Ubuntu 18.04, OpenIPMI 2.0.22 from repository, OpenIPMI 2.0.25 from sources
Sprint 49 (Feb 2019), Sprint 50 (Mar 2019)
Steps to reproduce:
- Set DebugLevel=4 in zabbix_server.conf
- Set StartIPMIPollers=1 in zabbix_server.conf
- Create host "IPMI timeouts" with a single IPMI interface
- Create item "Power", set update interval to 30s
- Start monitoring server's log by running
tail -f /var/log/zabbix/zabbix_server.log | grep -i -E "(ipmi (poller|manager)|ipmi_lan\.c|network error|restored|power)"
- Run Zabbix server
See log file. There's a repeating pattern between "Connection 0 to the BMC is up" lines. Connection goes up, gets a value, then there are network errors with "Received IPMI error: c3" and "Received IPMI error: ff" log entries.

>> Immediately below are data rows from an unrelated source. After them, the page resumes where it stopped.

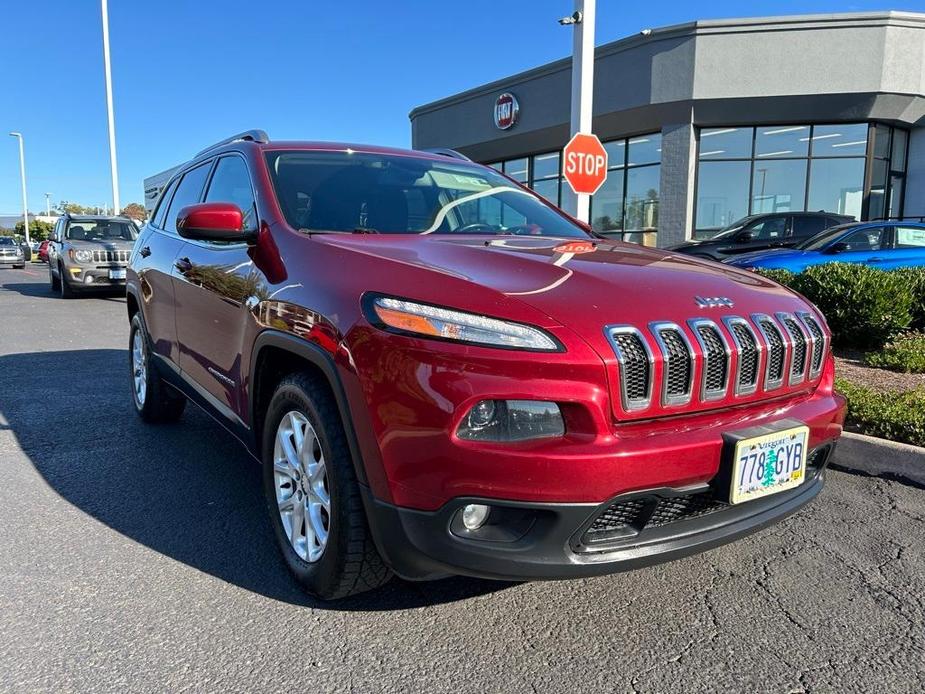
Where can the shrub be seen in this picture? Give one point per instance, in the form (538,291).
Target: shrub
(915,277)
(905,352)
(894,416)
(864,307)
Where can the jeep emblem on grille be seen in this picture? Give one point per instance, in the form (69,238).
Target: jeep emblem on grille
(713,301)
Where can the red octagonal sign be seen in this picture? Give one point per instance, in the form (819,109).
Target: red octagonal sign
(584,163)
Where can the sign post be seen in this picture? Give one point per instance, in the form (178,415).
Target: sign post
(583,85)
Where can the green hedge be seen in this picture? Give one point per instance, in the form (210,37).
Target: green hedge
(864,307)
(905,353)
(888,415)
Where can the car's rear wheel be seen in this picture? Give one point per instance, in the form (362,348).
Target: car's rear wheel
(312,493)
(154,400)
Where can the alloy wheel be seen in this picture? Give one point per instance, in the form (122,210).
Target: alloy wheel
(301,482)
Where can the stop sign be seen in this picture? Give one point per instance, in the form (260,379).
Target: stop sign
(584,163)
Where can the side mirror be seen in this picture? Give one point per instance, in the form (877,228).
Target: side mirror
(212,221)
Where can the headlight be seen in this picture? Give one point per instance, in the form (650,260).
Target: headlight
(448,324)
(512,420)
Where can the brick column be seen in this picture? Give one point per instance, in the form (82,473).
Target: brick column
(676,194)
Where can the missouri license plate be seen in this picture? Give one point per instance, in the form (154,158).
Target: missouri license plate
(769,464)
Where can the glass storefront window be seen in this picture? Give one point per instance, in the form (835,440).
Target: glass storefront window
(778,186)
(784,141)
(546,165)
(837,185)
(644,150)
(840,140)
(517,169)
(722,193)
(726,143)
(642,187)
(607,204)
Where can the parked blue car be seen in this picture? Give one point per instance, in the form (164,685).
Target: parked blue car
(884,245)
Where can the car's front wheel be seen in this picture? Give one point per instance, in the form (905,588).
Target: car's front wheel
(312,494)
(154,400)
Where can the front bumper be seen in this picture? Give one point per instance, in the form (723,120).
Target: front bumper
(534,541)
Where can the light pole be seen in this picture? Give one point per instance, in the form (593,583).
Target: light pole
(582,80)
(22,175)
(112,125)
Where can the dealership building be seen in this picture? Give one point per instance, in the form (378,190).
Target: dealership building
(710,121)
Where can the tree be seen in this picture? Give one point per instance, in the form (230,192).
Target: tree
(38,230)
(135,211)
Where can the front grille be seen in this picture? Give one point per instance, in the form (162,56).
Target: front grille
(110,256)
(635,367)
(818,343)
(798,340)
(775,369)
(716,363)
(678,365)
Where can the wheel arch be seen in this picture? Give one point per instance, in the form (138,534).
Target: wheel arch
(277,354)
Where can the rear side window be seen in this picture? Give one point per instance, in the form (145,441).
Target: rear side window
(161,213)
(808,226)
(232,183)
(189,192)
(910,237)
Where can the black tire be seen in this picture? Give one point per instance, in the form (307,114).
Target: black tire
(161,403)
(64,287)
(349,563)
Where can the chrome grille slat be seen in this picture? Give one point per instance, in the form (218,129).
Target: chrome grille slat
(635,364)
(714,378)
(776,350)
(677,363)
(748,350)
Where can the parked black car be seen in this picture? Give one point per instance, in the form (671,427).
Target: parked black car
(762,231)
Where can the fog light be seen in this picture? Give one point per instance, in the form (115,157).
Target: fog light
(475,515)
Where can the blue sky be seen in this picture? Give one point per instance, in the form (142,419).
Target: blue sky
(188,73)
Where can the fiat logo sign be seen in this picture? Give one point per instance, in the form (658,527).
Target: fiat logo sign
(506,111)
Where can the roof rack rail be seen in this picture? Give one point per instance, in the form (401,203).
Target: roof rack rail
(446,152)
(248,135)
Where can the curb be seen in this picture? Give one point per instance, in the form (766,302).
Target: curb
(880,458)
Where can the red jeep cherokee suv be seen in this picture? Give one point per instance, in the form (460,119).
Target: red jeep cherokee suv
(441,373)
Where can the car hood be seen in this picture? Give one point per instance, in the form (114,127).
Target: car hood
(584,285)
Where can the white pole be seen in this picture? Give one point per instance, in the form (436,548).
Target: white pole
(22,175)
(583,82)
(112,125)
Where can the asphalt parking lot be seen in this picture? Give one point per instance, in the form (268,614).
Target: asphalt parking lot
(136,558)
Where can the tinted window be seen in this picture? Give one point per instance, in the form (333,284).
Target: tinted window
(807,226)
(868,239)
(232,183)
(163,205)
(910,237)
(768,229)
(189,191)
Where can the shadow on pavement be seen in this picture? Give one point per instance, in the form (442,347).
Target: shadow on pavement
(188,490)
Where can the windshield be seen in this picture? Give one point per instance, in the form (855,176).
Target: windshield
(821,239)
(378,193)
(100,230)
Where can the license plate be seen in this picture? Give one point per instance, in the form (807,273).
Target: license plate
(769,464)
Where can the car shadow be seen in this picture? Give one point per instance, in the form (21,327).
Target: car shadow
(188,490)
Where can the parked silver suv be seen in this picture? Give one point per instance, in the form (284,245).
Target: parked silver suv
(89,252)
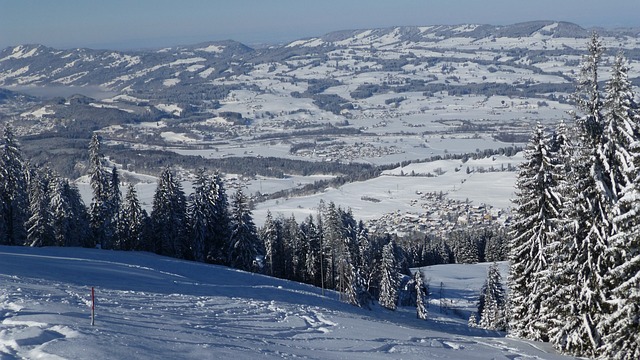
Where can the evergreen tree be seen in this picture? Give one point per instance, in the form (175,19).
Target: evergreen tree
(621,326)
(13,192)
(492,301)
(132,221)
(202,216)
(535,227)
(168,217)
(296,248)
(39,226)
(101,206)
(220,224)
(244,246)
(421,294)
(389,280)
(311,235)
(114,205)
(271,235)
(69,216)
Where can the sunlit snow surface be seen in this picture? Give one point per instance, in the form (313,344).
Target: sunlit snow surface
(150,307)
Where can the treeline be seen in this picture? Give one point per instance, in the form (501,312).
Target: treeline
(149,161)
(575,246)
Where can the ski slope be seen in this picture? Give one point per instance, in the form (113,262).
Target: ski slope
(152,307)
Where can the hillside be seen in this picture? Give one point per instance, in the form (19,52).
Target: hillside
(151,307)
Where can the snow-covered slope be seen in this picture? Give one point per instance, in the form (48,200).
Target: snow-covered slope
(150,307)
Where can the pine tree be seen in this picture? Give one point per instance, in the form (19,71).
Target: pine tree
(389,280)
(421,294)
(13,192)
(492,301)
(271,235)
(311,235)
(168,217)
(101,206)
(244,246)
(132,222)
(221,223)
(201,213)
(69,218)
(621,326)
(39,226)
(535,227)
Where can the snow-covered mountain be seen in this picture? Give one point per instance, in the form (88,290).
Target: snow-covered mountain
(151,307)
(184,66)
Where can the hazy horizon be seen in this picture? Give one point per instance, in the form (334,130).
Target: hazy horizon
(121,24)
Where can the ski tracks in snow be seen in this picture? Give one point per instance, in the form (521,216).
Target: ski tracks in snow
(20,337)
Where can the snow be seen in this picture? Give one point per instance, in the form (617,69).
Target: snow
(212,49)
(205,73)
(170,82)
(150,307)
(170,108)
(186,61)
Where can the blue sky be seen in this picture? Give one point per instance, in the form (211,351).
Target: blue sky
(124,24)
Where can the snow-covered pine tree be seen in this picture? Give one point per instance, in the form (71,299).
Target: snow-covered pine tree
(311,235)
(69,216)
(597,183)
(201,216)
(492,304)
(621,325)
(39,229)
(13,192)
(271,235)
(333,242)
(168,217)
(296,247)
(535,226)
(221,223)
(132,222)
(421,295)
(244,246)
(114,204)
(556,277)
(367,263)
(100,210)
(389,277)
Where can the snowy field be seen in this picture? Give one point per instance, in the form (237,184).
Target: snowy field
(151,307)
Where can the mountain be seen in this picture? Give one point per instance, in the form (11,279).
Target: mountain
(186,66)
(150,307)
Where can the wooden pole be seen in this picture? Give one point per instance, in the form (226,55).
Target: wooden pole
(93,306)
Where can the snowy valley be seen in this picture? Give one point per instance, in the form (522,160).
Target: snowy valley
(150,307)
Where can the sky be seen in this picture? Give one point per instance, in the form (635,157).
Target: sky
(130,24)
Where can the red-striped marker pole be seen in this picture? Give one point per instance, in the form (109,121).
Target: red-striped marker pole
(93,307)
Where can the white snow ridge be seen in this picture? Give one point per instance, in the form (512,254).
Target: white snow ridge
(151,307)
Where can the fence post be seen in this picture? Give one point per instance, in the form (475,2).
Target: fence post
(93,306)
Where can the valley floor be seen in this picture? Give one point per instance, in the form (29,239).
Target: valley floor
(150,307)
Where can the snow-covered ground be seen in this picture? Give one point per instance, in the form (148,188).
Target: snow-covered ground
(151,307)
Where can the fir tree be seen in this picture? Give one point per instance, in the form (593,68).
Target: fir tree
(621,326)
(421,294)
(244,246)
(535,227)
(168,217)
(68,214)
(101,210)
(132,222)
(39,226)
(13,192)
(311,235)
(271,235)
(201,212)
(389,280)
(220,223)
(492,301)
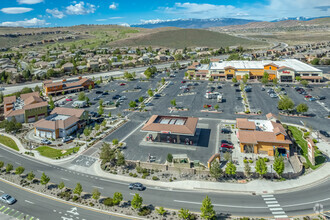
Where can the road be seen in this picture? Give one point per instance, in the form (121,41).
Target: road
(137,70)
(232,204)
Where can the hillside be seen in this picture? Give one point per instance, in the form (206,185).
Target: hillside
(186,38)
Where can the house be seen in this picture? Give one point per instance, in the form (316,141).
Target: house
(67,67)
(27,108)
(61,122)
(263,136)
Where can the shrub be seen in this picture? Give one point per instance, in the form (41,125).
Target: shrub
(144,211)
(306,165)
(108,201)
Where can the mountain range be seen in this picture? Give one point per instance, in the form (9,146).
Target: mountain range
(207,23)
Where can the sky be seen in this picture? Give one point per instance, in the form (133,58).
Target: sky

0xC3 is IPMI_TIMEOUT_CC in OpenIPMI. 0xFF is IPMI_UNKNOWN_ERR_CC.
There are also gaps in "Latest data" when these errors occur.
- No "Received IPMI error" in log file
- No gaps in collected data
There are calls to os_hnd->perform_one_op(os_hnd) in some places. If I understand correctly, these calls allow OpenIPMI to do internal processing. If these calls aren't frequent enough, then OpenIPMI cannot do its work and timeouts happen.
To fix this, IPMI poller process should call os_hnd->perform_one_op(os_hnd) while it is waiting for messages from IPMI manager.